Anthropic Plans Public Release of Mythos AI, Admits Safeguards Don't Yet Exist
Key Takeaways
- ▸Mythos found 6,202 critical vulnerabilities in open-source projects that underpin much of internet infrastructure, with 90.6% proving to be valid flaws
- ▸Anthropic plans to eventually release Mythos-class models publicly, but timeline remains undefined pending development of stronger safety safeguards
- ▸No company—including Anthropic—has yet developed safeguards to prevent AI vulnerability-finding tools from being weaponized by attackers
Summary
Anthropic has announced plans to eventually release its Mythos-class vulnerability-finding AI models to the general public, but only after developing stronger safety guardrails to prevent misuse by bad actors. Currently, Mythos is restricted through "Project Glasswing," which grants access to select governments and critical partners.
In its latest update on the initiative, Anthropic revealed that Mythos scanned over 1,000 open-source projects and identified 6,202 high-or-critical-severity vulnerabilities, with a 90.6% validation rate. The company has been carefully coordinating disclosures with software maintainers, acknowledging that many are overwhelmed by the volume of AI-generated bug reports.
However, Anthropic made a striking admission: "At present, no company—including Anthropic—has developed safeguards strong enough to prevent such models from being misused and potentially causing severe harm." The company did not specify a timeline for the public release, only stating it would occur "in the near future" once safeguards are in place. The cautious rollout reflects growing concern that unrestricted access to such tools could accelerate cybercrime.

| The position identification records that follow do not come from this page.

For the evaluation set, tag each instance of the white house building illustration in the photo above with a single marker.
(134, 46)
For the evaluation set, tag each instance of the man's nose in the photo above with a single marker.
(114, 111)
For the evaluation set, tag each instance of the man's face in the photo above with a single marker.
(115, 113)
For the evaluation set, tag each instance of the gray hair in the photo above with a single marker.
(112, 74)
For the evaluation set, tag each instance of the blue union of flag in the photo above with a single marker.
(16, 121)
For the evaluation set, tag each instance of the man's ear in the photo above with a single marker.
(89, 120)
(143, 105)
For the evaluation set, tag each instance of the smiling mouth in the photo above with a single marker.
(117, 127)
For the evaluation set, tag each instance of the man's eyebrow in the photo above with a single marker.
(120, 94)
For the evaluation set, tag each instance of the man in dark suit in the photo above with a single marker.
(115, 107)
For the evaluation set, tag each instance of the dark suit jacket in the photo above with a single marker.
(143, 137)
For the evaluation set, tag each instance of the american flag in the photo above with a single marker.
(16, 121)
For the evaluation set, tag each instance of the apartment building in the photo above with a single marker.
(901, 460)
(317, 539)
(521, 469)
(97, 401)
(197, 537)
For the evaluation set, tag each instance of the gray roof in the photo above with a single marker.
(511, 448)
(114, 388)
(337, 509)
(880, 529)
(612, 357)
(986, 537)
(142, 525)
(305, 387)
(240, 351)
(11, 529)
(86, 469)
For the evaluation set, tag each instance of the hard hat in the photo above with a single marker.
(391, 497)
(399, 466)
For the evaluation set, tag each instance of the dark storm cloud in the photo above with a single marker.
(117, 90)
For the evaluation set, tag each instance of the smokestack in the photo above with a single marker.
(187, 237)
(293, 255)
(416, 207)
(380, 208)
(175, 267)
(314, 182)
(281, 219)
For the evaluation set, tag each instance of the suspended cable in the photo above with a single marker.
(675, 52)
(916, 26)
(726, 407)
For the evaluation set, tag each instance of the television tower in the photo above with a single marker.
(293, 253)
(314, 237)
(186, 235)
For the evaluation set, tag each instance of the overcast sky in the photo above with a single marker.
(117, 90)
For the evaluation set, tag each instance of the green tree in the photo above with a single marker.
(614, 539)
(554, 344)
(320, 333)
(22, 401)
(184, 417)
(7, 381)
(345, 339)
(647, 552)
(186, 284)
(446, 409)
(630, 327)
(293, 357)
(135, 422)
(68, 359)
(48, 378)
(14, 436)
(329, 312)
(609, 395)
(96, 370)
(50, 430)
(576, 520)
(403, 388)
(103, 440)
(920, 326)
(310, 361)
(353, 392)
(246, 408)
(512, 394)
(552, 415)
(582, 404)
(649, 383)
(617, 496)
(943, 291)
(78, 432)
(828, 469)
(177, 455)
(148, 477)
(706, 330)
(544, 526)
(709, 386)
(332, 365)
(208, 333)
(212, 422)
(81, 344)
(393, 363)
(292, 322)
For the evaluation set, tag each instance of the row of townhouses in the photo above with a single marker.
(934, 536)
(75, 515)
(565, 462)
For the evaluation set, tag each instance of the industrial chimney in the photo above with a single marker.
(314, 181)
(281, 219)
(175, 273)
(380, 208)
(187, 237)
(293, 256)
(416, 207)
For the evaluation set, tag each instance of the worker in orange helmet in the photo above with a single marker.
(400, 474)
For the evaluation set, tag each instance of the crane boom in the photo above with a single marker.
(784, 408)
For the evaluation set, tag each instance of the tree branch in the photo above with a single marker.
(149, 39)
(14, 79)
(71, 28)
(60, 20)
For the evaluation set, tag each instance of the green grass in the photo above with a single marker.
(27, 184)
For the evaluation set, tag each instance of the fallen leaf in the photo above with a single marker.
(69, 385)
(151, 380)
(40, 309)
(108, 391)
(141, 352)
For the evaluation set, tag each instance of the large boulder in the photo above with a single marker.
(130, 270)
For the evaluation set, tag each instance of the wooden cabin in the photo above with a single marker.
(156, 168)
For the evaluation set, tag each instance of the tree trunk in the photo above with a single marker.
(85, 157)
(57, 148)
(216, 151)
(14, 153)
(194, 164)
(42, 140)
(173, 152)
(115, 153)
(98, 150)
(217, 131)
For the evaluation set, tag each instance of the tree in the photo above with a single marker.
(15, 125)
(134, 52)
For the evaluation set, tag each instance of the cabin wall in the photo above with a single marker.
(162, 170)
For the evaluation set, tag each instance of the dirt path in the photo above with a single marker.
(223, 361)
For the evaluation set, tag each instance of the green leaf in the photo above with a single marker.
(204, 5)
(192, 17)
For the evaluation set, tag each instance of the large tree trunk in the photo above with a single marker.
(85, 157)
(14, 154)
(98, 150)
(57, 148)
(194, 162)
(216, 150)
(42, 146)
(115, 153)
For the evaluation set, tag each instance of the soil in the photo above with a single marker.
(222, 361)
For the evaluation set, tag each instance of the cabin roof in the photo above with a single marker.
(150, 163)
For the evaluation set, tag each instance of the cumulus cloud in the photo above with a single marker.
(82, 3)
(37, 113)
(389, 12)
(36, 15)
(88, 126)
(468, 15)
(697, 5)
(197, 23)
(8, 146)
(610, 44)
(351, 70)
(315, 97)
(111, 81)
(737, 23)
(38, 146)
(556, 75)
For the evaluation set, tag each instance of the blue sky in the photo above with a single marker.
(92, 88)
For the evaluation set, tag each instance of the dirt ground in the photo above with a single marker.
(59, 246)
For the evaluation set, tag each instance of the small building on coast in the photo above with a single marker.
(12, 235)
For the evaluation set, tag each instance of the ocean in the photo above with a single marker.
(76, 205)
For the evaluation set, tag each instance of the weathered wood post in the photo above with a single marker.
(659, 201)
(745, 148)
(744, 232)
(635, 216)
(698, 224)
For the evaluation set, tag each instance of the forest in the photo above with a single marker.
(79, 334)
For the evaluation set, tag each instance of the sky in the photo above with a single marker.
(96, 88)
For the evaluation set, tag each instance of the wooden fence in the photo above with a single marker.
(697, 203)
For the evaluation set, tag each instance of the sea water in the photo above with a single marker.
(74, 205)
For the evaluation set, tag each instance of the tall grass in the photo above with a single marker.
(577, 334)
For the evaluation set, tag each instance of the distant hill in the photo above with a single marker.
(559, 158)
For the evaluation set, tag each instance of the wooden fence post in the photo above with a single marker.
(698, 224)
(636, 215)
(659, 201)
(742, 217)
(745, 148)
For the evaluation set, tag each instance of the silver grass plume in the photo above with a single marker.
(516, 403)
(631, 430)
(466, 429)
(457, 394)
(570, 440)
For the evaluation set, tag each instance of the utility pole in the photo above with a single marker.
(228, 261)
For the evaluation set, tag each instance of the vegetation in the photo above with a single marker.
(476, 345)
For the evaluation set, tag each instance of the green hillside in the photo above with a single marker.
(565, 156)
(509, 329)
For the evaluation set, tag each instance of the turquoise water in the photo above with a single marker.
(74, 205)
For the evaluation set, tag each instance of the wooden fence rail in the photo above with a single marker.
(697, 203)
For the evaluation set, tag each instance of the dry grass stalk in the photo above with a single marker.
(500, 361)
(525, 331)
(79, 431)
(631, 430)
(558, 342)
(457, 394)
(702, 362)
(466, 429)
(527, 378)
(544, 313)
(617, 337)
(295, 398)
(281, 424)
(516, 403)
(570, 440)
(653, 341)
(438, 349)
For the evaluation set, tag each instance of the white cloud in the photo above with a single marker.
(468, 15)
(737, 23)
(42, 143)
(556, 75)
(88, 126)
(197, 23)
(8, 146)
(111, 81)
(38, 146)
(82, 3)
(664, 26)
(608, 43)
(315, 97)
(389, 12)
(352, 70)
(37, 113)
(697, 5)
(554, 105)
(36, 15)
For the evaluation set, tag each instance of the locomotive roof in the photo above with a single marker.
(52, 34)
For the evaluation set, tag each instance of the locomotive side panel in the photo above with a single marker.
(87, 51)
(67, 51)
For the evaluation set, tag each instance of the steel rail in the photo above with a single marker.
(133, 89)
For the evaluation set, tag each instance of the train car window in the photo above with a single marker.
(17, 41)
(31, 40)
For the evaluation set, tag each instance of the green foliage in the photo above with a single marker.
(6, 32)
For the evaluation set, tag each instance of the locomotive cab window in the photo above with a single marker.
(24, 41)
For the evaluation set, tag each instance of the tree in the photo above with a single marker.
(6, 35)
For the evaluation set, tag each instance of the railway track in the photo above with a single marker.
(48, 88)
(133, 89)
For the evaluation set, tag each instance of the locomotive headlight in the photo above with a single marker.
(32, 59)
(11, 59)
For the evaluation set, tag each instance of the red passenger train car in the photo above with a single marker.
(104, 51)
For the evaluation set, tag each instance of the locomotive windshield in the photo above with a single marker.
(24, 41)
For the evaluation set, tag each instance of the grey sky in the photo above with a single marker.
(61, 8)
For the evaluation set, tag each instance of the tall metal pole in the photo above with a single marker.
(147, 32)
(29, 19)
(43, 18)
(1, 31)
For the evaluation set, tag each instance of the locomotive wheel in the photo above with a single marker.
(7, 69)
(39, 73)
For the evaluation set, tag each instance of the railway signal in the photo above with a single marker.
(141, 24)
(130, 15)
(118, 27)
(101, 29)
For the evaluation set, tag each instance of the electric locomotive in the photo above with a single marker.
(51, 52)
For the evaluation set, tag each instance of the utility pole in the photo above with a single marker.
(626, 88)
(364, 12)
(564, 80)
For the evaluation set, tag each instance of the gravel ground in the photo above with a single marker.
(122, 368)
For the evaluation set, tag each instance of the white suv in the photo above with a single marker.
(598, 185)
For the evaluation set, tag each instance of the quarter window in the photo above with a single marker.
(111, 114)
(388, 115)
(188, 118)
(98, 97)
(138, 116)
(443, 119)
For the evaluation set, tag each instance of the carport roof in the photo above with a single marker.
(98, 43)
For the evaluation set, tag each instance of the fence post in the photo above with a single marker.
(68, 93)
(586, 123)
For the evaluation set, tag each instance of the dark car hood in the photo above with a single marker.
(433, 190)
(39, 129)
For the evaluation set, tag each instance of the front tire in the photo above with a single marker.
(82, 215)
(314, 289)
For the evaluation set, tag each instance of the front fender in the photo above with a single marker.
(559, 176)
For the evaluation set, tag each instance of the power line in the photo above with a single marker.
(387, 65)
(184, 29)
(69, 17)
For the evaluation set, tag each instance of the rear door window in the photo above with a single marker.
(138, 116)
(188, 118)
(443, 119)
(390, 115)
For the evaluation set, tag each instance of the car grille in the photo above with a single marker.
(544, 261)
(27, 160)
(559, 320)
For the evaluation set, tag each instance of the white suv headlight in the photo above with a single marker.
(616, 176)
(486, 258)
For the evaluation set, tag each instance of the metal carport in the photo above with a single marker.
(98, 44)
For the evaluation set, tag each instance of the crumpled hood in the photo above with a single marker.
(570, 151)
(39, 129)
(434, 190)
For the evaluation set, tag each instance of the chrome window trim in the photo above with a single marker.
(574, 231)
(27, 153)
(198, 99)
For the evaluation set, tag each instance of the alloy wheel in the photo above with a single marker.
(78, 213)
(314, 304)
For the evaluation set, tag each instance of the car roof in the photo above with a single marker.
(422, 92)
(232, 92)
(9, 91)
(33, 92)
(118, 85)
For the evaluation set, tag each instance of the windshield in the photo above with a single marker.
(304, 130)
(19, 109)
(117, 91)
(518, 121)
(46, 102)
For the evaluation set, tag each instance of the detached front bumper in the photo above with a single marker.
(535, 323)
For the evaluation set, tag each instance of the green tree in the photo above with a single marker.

- Access is expanding through Project Glasswing to include governments and critical partners before any general release
Editorial Opinion
Anthropic's measured approach reveals a mature acknowledgment of AI's dual-use challenge: the same tool that helps secure critical infrastructure could enable catastrophic harm if misused. The company's candid admission that safeguards don't yet exist—rather than claiming false confidence—sets a better standard for the industry. Yet it also highlights an uncomfortable truth: we're deploying increasingly powerful AI systems without fully understanding how to control them. The gap between capability and safety is widening faster than our ability to close it.